SEOUL/TOKYO, Aug 2: Japan said on Friday it would remove South Korea’s fast-track export status, drawing the threat of a firm response from Seoul and further straining relations already stressed by a dispute over compensation for wartime forced laborers.
South Korea will become the first country to be removed from Japan’s “white list” of fast-track export destinations when the decision, approved by Japan’s cabinet on Friday, goes into effect on Aug.28.
The measure could require Japanese exporters to South Korea to take extra administrative procedures to obtain export permits, potentially slowing down exports of a wide range of goods that could be used to produce weapons.
Industry Minister Hiroshige Seko told a briefing after the cabinet meeting that the decision was taken for national security reasons, and was not intended to harm bilateral relations.
But South Korean officials held a different perspective, especially as Japan last tightened curbs on exports to South Korea of three high-tech materials needed to make memory chips and display panels, threatening the global supply of chips.
South Korean President Moon Jae-in will chair a cabinet meeting later on Friday to discuss Japan’s stance, his office said.
South Korea to remove Japan from preferred trade list
Foreign Minister Kang Kyung-wha said Japan was acting in a “unilateral and arbitrary manner”. Seoul has repeatedly protested Japan’s actions, especially after the tightening on curbs of high-tech materials last month.
“We’re gravely concerned by the decision to say the least, this coming in particular in footsteps of earlier decision that restricts some key export items to Korea,” Kang said during a regional meeting in Bangkok.
TRUST DEFICIT
While Japan has said that move was based on national security, and not political, it has also highlighted what it says is an erosion of trust after South Korean court rulings ordered Japanese firms compensate wartime forced laborers.

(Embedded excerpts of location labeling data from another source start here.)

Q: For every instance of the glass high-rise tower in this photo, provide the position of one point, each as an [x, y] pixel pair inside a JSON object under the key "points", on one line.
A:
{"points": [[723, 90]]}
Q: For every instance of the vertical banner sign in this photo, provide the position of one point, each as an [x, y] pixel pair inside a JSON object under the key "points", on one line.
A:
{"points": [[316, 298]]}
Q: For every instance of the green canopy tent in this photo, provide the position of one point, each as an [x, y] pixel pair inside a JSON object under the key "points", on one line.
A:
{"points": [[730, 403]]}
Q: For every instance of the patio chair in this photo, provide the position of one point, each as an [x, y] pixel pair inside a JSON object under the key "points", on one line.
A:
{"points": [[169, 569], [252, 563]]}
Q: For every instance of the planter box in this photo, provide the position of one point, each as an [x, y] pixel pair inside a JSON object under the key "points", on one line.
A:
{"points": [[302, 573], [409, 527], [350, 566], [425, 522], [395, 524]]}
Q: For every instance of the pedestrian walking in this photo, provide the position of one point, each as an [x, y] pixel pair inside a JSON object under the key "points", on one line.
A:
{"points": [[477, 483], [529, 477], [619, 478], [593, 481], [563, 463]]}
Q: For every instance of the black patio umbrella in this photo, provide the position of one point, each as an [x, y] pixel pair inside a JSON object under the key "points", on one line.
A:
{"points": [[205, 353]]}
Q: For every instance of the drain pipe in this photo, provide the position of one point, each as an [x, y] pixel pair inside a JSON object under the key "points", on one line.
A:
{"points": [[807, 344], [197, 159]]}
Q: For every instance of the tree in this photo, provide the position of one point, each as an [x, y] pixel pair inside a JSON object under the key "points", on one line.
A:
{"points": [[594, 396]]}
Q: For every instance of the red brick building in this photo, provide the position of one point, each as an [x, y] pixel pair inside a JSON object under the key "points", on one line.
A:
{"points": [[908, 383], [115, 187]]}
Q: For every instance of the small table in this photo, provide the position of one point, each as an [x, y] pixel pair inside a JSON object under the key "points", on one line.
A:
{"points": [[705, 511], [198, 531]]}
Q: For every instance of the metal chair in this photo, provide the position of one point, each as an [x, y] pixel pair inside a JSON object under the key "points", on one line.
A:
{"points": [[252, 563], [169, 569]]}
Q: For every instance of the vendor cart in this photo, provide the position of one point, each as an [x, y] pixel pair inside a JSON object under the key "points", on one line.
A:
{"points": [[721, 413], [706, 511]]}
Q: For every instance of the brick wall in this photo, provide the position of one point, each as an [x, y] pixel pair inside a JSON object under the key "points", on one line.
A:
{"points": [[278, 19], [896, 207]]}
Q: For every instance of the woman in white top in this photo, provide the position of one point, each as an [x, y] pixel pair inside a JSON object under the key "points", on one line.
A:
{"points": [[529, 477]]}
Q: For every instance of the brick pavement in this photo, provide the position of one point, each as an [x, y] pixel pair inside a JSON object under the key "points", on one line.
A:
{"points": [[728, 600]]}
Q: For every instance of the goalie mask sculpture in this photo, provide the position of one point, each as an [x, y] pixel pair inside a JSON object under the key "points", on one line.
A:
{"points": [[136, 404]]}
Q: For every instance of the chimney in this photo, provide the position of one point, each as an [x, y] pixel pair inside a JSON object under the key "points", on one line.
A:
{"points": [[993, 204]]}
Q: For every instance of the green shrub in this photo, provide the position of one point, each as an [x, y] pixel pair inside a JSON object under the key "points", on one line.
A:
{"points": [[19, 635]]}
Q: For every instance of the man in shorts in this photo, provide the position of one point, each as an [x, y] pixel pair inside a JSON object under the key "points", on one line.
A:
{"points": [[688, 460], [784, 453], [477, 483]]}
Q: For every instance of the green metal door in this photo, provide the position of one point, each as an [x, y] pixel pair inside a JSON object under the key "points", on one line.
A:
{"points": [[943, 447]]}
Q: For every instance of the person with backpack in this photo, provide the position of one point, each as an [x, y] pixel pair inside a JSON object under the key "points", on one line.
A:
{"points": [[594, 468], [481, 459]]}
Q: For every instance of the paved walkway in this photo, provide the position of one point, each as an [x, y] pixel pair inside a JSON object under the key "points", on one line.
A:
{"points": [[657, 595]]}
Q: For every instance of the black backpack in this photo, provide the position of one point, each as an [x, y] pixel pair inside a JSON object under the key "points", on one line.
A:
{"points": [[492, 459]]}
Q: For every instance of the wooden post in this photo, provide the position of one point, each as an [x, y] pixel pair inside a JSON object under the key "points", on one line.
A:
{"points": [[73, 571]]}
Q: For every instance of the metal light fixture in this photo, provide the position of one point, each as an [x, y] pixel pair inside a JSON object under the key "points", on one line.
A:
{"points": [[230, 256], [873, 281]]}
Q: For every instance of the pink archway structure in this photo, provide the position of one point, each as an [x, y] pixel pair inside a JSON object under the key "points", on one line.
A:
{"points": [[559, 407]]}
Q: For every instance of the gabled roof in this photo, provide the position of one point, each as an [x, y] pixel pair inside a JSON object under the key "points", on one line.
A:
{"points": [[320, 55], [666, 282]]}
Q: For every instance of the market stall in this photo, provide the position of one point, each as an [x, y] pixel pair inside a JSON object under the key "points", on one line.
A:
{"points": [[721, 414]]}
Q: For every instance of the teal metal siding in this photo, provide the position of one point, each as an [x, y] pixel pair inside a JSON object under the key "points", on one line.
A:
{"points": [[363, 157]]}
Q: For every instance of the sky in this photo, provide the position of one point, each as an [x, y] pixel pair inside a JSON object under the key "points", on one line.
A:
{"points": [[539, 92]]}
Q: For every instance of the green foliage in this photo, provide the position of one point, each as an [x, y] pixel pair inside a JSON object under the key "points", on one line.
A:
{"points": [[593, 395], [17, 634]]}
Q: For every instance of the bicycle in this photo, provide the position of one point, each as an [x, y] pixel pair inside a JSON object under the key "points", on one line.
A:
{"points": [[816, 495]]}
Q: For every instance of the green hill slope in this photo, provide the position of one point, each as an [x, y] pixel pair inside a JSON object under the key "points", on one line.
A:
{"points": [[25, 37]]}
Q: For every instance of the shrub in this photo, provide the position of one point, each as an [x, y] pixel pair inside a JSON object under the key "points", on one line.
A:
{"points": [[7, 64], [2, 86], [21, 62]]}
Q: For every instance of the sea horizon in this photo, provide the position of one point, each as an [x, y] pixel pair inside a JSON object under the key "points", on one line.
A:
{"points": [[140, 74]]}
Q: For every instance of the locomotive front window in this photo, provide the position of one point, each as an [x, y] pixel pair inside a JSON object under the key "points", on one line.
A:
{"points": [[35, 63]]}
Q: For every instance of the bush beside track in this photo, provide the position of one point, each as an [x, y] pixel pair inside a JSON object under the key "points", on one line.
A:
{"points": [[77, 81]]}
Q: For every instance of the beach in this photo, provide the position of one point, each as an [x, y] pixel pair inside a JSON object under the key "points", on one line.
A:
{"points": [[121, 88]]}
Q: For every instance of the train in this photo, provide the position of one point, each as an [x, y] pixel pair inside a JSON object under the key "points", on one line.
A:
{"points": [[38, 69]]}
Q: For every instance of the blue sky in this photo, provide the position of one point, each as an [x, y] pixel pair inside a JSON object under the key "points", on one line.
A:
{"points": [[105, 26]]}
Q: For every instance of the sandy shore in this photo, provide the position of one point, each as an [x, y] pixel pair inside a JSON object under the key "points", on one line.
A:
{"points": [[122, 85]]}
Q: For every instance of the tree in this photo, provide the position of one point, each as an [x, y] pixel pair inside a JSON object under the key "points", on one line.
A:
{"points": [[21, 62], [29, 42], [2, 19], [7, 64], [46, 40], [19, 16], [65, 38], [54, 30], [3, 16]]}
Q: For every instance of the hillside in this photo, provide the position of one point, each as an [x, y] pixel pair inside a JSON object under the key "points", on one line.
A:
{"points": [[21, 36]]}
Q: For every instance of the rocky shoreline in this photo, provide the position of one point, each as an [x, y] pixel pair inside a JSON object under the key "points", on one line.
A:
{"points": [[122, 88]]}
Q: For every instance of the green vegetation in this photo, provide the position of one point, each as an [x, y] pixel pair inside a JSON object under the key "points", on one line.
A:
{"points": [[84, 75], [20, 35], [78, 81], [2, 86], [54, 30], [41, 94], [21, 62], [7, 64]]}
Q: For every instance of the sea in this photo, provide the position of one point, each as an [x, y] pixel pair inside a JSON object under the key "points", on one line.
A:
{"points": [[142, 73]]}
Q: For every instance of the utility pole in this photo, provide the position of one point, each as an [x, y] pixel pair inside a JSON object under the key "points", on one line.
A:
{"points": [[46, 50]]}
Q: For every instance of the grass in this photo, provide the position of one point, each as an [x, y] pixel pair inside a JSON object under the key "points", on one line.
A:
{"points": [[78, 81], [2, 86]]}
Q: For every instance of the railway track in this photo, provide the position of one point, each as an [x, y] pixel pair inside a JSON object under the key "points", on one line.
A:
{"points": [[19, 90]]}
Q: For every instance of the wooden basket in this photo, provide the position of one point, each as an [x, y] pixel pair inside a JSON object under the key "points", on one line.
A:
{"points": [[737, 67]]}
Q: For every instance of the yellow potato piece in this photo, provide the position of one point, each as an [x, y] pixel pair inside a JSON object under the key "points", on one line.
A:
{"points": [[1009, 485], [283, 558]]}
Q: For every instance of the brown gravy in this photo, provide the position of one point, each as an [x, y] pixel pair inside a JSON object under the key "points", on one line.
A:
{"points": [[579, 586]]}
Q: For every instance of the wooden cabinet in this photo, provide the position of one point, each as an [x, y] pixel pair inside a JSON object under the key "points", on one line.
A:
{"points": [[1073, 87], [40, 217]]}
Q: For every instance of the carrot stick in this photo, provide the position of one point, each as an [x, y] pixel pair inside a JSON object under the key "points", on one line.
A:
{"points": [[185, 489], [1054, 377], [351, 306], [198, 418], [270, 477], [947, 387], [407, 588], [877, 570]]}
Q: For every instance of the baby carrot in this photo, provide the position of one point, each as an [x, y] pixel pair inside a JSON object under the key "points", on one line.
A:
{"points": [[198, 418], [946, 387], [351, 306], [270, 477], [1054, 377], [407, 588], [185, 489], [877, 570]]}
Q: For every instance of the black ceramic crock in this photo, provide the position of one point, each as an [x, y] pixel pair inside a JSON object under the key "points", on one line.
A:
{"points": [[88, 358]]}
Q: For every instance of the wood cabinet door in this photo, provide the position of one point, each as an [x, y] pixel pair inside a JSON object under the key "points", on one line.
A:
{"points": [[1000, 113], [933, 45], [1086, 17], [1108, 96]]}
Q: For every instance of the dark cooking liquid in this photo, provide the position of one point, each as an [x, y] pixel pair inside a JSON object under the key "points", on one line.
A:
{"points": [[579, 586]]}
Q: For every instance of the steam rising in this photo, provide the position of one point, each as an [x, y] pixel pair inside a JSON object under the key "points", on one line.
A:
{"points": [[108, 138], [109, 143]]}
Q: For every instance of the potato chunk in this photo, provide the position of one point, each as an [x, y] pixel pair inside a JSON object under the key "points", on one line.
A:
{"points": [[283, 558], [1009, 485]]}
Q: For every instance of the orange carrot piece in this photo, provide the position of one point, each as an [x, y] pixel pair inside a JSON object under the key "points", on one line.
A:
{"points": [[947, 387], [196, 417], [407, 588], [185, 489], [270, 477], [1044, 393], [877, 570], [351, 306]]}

“We are in a situation where we cannot hold a dialogue with trust,” Industry Minister Hiroshige Seko told a briefing.
“We want South Korea to first create an environment in which we can have dialogue with trust. It’s South Korea’s responsibility to do that.”
Tokyo says that issue of compensation was settled by a 1965 treaty that normalized ties between the two countries.
The rift is the latest example of how a decades-old disagreement has undermined relations between the two U.S. allies, at a time when Washington wants them working closely together on North Korea. It also awkward economically, as both export driven economies are facing sliding demand from China.
South Korea would be the first country to be removed from Japan’s white list, which currently has 27 countries including Germany, Britain and the United States.
SENSITIVITIES
Seko said Japan was unwilling to hold a dialogue until South Korea corrected a statement made at a July meeting between bureaucrats of the two countries.
Japan has disputed a Korean official’s comment that Seoul asked Japan to repeal the export curbs at that July meeting. Tokyo has also accused South Korea of breaking an agreement on what the two sides would disclose from the meeting.
South Korean officials, for their part, have warned they may reconsider an intelligence sharing accord with Japan if the feud worsens.
The United States has urged its two key Asian allies to consider reaching a “standstill agreement” to buy more time for talks, a senior U.S. administration official told reporters in Washington on Tuesday.
U.S. Secretary of State Mike Pompeo said on Thursday he hoped the two would find a solution by themselves, stressing cooperation on North Korea was “incredibly important”. Seko said Japan had briefed the U.S. administration on its plans.
The fresh restrictions could deal an additional blow to South Korean chipmakers, which are already scrambling to secure key chipmaking materials after last month’s export curbs.
South Korea’s top imports from Japan by value last year were semiconductor components and equipment ranging from silicon wafers to chip etching machines, according to data provided by Korea International Trade Association.
In 2018, South Korea bought a total $11 billion worth of semiconductor parts and equipment from Japan, accounting for nearly 20% of Japanese imports, the data shows.